Vida

Mentir como un descosido en una entrevista de trabajo. “Este currículum podría ser mentira…“; “Un currículum es sólo un papel“. Escuchar a Frank T en mi mente recitar “Yo soy yo por quién soy yo, no por papeles“. Practicar los pasos del chachachá esperando al metro. Tragarme cientos de millares de fotos del viaje a Marruecos de unos desconocidos y reírme con las fotos. Conocer a un chileno, a un uruguayo nacido en Argentina, a un francés y a un alemán (no, no es un chiste) en una cena en Madrid. Oír cómo una pelirroja de escándalo primero me llama niñato, después nos sobamos enteros durante una conversación en un garito lúgubre y acaba ofreciéndome un colchón a las cuatro de la mañana cuando estoy tan borracho que me quedo dormido mareado en el sofá de su casa.

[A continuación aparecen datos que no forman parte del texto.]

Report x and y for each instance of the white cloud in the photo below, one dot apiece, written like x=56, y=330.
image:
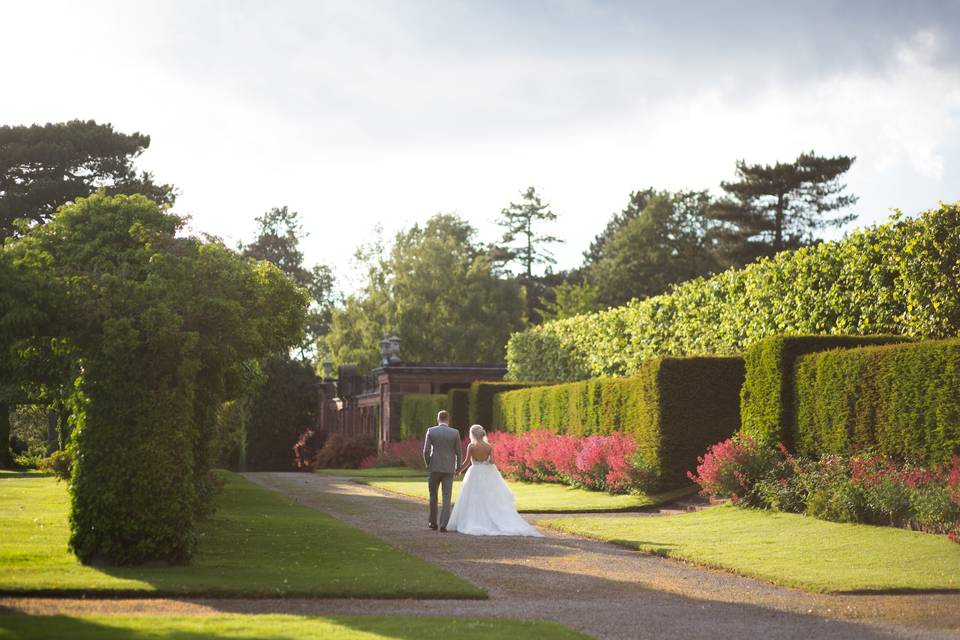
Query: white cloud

Reírme como un loco con el chiste de Misión Imposible cuando se abre el telón y aparecen los panes, los pirulís y los donuts. Tirar un botellín de Mahou que se estrella en el suelo. Intentar formar un grupo musical improvisado en otro local sin nombre. Buscar sonámbulo una parada de metro y llegar a casa tras dormir unas horas. Sonreír cuando mi perro me pregunta: ¿por qué estás triste, con los ojos tan rojos?, y pensar: vaya, otra vez se me ha olvidado quitarme las lentillas.